Eric Riordon had an artistic career that spanned only 15 years, making his paintings particularly rare.

John Eric Benson Riordon was born in St. Catharines, Ontario, but the family soon moved to Montreal, where he attended McGill University before studying for a year at the Ecole des Beaux Arts.

From Montreal, Eric Riordon travelled to Paris in 1932, where he continued his art studies at the prestigious Grande Chaumière and Académie Julian. He then travelled and painted extensively in Europe.

Exhibited in Paris

Eric Riordon achieved some instant success, with his work shown at the Paris Salon in 1933 and 1934.

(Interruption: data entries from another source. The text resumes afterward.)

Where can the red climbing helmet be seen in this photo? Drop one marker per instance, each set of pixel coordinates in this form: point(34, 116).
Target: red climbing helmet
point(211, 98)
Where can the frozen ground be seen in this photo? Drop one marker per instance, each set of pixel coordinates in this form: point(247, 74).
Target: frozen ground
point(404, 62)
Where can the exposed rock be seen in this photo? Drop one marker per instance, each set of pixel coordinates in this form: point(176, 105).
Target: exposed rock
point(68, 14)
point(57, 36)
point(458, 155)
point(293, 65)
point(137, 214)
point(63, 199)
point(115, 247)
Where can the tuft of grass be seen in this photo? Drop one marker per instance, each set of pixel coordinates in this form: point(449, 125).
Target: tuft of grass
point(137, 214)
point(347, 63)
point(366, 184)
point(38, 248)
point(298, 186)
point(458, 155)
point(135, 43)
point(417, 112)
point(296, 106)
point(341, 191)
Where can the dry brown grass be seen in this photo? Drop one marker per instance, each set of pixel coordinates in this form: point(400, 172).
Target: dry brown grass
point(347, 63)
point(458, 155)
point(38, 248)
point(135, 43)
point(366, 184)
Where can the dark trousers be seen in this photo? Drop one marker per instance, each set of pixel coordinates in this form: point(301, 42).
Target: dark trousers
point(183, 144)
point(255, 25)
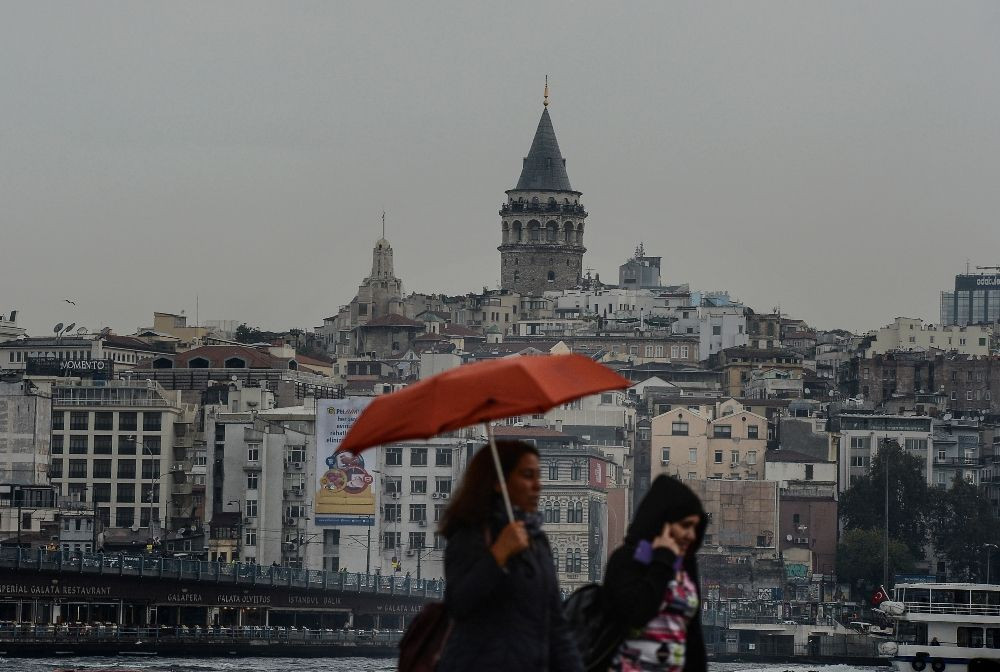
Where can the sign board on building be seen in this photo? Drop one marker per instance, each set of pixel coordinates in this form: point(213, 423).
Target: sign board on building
point(344, 482)
point(973, 282)
point(95, 369)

On his return to Montreal, the young painter turned his eyes to the Laurentians, where he had spent many summers at a family cottage north of Mont Tremblant at Lac Lache.

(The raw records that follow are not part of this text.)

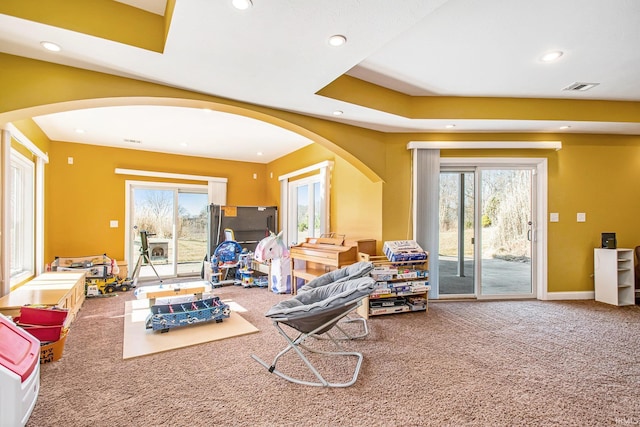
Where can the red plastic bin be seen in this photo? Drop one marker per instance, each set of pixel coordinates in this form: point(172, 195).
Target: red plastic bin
point(43, 333)
point(43, 316)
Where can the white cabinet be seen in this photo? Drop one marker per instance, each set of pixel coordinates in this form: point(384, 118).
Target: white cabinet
point(400, 287)
point(613, 272)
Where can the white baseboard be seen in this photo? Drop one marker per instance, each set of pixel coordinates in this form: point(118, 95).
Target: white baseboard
point(558, 296)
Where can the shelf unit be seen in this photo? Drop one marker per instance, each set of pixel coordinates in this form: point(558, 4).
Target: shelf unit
point(614, 278)
point(401, 292)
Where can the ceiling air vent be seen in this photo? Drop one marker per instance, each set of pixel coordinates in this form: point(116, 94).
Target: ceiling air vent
point(580, 86)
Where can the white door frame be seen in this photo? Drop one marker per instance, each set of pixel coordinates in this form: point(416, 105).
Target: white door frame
point(540, 226)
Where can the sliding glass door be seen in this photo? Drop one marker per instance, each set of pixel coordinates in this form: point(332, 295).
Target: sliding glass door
point(486, 232)
point(456, 266)
point(175, 219)
point(506, 232)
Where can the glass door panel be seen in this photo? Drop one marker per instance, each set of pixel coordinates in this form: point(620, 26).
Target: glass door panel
point(456, 235)
point(505, 232)
point(191, 234)
point(153, 211)
point(302, 213)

Dring the 1930s, Eric Riordon established a reputation for his fine paintings of the Laurentiens, mounting his first solo show in 1935. He had further solo shows in Montreal each year during the 1930s, as well as several exhibits in Toronto. His paintings were also exhibited regularly by the Royal Canadian Academy.

Other favourite subject matters were seascapes, beach, harbour and river scenes, painted both in Canada (along the St. Lawrence River, Gaspe and Nova Scotia), in Europe (particularly in Brittany, France) and the United States (Maine).

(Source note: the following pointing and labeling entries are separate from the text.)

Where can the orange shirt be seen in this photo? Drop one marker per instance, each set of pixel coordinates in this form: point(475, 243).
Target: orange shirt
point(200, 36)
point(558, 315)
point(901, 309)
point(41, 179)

Many of these nautical themed paintings grew out of Eric Riordon’s early interest in the sea.

Painted in the Laurentians

After the Second World War broke out, Eric Riordon joined the Royal Canadian Navy Volunteer Reserve, training to become a Lieutenant. He was posted to the East coast for duty, where he was promoted to second in command of a corvette engaged in anti-submarine and trans-Atlantic convoy duty.

While serving, Eric Riordon created a series of miniature sea paintings which depicted the Canadian navy at war. Thirty-four of these paintings were later exhibited across Canada (from 1950-52).

After the war, the artist built a house near Ste. Adele, Quebec, and painted more Laurentian scenes. These depicted mountains, valleys, rivers and streams through all four seasons, with majestic skies, but his peaceful winter scenes are probably best known.

Eric Riordon became an Associate Royal Canadian Academy member in 1946.

Eric Riordon died at age 43 in 1948, leaving behind a wife and two sons, as well as an artistic legacy that is admired by discerning Canadian art lovers and fine art collectors.